In the UK electrical systems the name is "Residual Current Device", something like that.
Wikipedia English article on RCD/GFI is UK point of view with comments about US and other areas.
I like your name "Interruttore differenziale" better. The GFI does not need a ground to operate, and can trip even when current is leaking to someplace other than ground. These all operate on a *difference* in current in the two legs of the circuit.
In the USA, GFIs were required on bathroom outlets in the 1970s, then in many more places, but not in the whole house. Older units are outlets, which may power (and protect) additional outlets. Now it is common (in new-work) to put the GFI in the cellar fuse-box, built with the over-current protection in standard circuit-breaker format. This is also available on the UK market. Yours (in the Wikipedia pictures) appear to be 2-in-1 units with an over-current breaker permanently strapped to a GFI breaker, a bit more bulky. (I suspect that you can now get them all-in-one, narrower.)
One global difference. In the US market the trip current (after many milliSeconds) is 5mA. The UK market GFIs are marked 30mA (your pictures show 0.030A which is 30mA). While this sounds like a big difference, I once went through the details and decided it was not a BIG difference in protection, but a difference in the way they are tested and marked.
There are, in addition, in both markets, "equipment protection" GFIs with much higher leakage trip currents. A motor in a damp location may leak 10mA "normally", so a 6mA GFI would keep tripping. The "differential" is never perfect, so a 100 Amp starting-surge with 0.9999000 accuracy will trip a 6mA GFI. You can get 50ma and 100mA GFIs if you are only protecting equipment, not people.
I am shocked to learn that Germany did not require RCD until 2007?
In the UK, apparently you can have one RCD for the entire house. Better is to separate power and lights, and have at least two RCDs for the lighting circuits so the whole house won't go dark.

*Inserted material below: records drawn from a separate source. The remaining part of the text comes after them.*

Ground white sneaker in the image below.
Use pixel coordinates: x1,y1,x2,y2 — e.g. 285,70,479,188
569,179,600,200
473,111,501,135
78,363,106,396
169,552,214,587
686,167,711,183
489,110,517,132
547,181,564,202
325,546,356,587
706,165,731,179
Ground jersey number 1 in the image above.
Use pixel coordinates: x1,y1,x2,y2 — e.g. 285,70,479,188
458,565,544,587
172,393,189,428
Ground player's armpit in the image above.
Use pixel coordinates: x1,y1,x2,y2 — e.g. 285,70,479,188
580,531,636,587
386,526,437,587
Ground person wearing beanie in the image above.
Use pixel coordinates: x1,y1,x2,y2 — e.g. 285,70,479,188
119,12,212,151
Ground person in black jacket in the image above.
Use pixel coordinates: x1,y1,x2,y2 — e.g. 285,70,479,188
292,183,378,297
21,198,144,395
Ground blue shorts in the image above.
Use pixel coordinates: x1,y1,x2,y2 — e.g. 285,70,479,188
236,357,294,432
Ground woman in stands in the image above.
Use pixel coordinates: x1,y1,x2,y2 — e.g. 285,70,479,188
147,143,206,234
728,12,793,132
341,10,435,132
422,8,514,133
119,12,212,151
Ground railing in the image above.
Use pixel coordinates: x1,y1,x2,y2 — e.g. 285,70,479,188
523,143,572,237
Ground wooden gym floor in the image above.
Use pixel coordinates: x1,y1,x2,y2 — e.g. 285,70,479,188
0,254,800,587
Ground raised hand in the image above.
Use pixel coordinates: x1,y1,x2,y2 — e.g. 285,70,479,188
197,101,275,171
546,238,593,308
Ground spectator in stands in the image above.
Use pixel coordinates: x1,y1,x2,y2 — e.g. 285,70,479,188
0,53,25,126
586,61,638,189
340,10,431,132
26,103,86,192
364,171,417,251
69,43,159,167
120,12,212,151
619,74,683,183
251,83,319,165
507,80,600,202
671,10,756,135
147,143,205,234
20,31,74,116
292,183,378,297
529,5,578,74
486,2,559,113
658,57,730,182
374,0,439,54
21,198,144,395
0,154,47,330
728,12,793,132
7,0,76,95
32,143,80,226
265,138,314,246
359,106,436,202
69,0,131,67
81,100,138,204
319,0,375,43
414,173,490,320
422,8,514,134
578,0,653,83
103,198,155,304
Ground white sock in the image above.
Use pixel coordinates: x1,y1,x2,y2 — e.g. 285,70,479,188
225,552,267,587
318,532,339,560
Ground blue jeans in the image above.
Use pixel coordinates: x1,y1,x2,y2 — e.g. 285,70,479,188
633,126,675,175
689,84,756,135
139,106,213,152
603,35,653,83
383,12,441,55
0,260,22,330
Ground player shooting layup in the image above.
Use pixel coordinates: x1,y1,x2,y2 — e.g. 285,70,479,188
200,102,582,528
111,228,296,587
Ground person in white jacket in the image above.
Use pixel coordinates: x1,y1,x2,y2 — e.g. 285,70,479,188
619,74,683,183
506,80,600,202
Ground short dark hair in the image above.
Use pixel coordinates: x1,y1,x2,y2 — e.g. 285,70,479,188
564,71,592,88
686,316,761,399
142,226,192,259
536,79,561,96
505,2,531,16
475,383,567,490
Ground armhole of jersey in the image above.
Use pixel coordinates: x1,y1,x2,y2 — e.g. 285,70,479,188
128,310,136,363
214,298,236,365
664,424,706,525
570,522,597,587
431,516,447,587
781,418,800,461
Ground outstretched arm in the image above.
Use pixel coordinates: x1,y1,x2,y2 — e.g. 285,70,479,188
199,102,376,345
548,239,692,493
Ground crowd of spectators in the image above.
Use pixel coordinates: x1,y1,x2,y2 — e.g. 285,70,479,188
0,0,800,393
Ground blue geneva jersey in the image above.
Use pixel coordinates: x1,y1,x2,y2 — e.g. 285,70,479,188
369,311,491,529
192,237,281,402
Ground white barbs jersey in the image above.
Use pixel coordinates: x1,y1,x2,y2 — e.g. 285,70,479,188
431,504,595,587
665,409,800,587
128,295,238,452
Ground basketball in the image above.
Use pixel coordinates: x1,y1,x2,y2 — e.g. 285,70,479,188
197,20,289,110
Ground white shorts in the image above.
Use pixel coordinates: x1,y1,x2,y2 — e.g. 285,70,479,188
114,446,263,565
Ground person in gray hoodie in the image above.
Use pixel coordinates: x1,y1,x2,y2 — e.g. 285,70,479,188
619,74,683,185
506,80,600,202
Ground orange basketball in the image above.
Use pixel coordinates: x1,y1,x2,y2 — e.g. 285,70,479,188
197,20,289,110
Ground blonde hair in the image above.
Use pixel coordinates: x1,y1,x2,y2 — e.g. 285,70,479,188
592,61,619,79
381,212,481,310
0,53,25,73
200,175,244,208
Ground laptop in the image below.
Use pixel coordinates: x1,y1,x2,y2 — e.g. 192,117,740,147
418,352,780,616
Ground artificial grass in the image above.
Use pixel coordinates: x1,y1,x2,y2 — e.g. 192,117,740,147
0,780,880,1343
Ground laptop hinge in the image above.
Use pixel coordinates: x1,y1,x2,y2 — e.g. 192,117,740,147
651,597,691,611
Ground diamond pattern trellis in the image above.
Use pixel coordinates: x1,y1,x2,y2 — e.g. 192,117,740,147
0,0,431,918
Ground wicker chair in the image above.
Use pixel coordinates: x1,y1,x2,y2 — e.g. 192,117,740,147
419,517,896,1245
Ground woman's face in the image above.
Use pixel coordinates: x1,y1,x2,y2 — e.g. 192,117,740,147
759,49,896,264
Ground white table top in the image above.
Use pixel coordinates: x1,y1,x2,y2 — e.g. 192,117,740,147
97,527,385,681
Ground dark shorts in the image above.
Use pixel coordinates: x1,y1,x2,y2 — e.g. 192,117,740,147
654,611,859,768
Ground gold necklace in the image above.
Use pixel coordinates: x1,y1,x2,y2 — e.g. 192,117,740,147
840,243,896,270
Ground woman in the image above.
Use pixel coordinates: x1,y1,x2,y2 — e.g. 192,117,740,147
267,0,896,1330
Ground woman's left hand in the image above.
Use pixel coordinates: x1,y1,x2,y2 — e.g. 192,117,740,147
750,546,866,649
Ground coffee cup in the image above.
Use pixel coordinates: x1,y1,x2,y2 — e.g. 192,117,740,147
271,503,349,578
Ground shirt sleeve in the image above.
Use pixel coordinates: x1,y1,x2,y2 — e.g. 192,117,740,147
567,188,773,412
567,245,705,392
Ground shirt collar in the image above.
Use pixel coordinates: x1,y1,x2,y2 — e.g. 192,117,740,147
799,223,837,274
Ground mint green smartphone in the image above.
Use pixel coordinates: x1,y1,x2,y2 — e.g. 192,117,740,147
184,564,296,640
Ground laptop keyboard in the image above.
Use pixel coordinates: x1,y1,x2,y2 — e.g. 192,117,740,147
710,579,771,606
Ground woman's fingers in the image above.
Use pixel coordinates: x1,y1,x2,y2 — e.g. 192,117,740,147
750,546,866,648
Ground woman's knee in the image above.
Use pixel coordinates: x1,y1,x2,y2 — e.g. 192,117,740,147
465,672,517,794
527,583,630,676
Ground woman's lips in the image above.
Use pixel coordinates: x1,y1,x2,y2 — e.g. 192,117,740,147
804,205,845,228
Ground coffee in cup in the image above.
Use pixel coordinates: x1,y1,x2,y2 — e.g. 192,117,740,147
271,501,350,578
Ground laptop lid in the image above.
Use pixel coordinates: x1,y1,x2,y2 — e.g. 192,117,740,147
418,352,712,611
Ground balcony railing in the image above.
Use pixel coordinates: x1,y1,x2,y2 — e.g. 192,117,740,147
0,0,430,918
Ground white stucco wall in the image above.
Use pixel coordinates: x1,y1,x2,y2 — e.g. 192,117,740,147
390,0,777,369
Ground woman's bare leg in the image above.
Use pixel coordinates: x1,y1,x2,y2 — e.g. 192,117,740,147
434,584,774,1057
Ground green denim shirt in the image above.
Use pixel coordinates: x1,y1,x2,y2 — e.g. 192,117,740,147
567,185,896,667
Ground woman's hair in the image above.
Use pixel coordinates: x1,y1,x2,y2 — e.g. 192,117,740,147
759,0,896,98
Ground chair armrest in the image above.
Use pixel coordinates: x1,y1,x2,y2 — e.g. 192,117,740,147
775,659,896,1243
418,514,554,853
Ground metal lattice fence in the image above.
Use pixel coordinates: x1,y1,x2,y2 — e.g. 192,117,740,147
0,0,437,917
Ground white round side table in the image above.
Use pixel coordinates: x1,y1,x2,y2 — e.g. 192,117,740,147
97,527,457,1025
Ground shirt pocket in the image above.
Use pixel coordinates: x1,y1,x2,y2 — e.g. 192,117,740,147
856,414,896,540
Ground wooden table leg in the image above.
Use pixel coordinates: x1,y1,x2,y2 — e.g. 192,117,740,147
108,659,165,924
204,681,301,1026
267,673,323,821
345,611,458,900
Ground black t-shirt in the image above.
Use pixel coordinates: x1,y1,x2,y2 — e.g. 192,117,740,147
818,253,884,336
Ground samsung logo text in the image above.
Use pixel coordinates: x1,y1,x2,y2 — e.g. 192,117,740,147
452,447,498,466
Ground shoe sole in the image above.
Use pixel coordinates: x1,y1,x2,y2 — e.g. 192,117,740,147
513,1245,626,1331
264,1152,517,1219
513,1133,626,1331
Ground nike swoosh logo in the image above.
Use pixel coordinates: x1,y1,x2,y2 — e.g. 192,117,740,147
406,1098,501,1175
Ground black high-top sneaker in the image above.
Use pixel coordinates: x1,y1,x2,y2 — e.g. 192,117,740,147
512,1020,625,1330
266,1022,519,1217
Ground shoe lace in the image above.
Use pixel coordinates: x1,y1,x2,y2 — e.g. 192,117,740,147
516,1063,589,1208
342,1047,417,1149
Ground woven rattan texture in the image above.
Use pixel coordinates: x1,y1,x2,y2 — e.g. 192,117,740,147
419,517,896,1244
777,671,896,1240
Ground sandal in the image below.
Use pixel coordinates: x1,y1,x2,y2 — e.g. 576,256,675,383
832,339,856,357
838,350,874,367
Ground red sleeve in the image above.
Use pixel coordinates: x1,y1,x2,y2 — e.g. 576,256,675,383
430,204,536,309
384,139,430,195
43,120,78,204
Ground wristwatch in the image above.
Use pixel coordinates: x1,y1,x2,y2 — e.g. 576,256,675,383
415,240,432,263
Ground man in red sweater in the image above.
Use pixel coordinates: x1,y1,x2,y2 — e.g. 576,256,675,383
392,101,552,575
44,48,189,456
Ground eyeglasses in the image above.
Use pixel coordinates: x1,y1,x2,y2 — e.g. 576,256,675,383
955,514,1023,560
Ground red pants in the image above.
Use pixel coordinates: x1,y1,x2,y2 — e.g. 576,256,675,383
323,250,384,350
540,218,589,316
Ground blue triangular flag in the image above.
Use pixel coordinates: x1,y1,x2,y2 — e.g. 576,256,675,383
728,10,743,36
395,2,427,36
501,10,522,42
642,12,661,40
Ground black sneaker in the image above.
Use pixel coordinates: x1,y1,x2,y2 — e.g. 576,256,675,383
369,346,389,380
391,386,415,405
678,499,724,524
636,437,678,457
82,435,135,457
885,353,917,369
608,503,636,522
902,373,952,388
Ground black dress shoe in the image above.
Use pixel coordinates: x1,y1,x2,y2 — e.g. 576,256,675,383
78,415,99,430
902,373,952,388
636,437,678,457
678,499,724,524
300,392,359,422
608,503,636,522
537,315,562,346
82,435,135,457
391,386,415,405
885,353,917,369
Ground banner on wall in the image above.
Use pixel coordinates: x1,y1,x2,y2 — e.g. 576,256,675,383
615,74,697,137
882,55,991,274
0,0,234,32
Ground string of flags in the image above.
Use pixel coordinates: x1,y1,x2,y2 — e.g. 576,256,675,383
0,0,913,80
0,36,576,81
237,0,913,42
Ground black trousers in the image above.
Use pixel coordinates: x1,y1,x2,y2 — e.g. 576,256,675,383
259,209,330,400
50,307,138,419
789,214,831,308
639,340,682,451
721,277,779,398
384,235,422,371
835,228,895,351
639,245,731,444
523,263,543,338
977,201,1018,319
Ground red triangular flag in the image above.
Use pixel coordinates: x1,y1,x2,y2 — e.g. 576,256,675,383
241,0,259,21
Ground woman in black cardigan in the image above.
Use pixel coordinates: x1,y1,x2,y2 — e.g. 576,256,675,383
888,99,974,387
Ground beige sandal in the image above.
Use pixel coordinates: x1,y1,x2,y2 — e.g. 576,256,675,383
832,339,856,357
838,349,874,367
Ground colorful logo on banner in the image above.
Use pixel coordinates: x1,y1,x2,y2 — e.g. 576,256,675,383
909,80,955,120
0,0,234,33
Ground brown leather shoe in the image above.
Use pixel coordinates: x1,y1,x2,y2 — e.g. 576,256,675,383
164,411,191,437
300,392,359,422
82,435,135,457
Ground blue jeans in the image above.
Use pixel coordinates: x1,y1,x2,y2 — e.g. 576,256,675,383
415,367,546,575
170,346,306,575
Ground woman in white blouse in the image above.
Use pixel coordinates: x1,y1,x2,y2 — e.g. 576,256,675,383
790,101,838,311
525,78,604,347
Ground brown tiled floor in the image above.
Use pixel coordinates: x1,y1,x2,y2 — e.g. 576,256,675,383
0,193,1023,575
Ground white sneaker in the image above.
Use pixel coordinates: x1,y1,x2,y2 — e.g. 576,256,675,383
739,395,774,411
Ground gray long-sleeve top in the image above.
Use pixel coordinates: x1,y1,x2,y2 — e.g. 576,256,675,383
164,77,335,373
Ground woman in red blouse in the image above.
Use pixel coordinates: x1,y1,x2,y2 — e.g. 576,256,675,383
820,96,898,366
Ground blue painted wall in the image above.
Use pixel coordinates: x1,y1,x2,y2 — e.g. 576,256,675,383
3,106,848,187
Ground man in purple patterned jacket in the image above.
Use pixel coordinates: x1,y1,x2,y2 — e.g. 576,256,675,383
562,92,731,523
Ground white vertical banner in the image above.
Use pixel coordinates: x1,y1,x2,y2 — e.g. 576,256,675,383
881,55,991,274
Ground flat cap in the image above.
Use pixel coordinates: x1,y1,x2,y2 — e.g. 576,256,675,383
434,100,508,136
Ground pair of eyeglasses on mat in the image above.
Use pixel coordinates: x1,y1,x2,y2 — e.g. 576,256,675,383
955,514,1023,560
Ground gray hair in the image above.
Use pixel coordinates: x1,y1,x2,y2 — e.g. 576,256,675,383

This is never done in the US. We put GFI only where "needed". This can be a non-GFI circuit to bedroom and bathroom with a GFI outlet for the bathroom. Because of our smaller circuits (120V 20A vs 230V 16A) and large hair-dryers, we now favor a dedicated bathroom circuit with GFI preferably in fuse-box. I have 25 circuits in my house, four breakers (bathrooms and kitchen) are GFI, and one non-GFI breaker feeds GFI outlets on the outside of the house.
We put GFI in kitchens and bathrooms because water pipes were all metal, good way to get shocked. However as I was installing all those GFIs, I was also converting all plumbing (water and drain) to plastic pipe. So it is a bit silly.
Your next step, which you should resist, is "Arc Fault". The idea is that when there is a bad connection in a plug and outlet, and it heats-up, the AFCI should detect this and break power before a fire stars. These do not work!!, except in very severe cases, maybe. They trip for no reason, they give false hope of safety, and they cost way too much.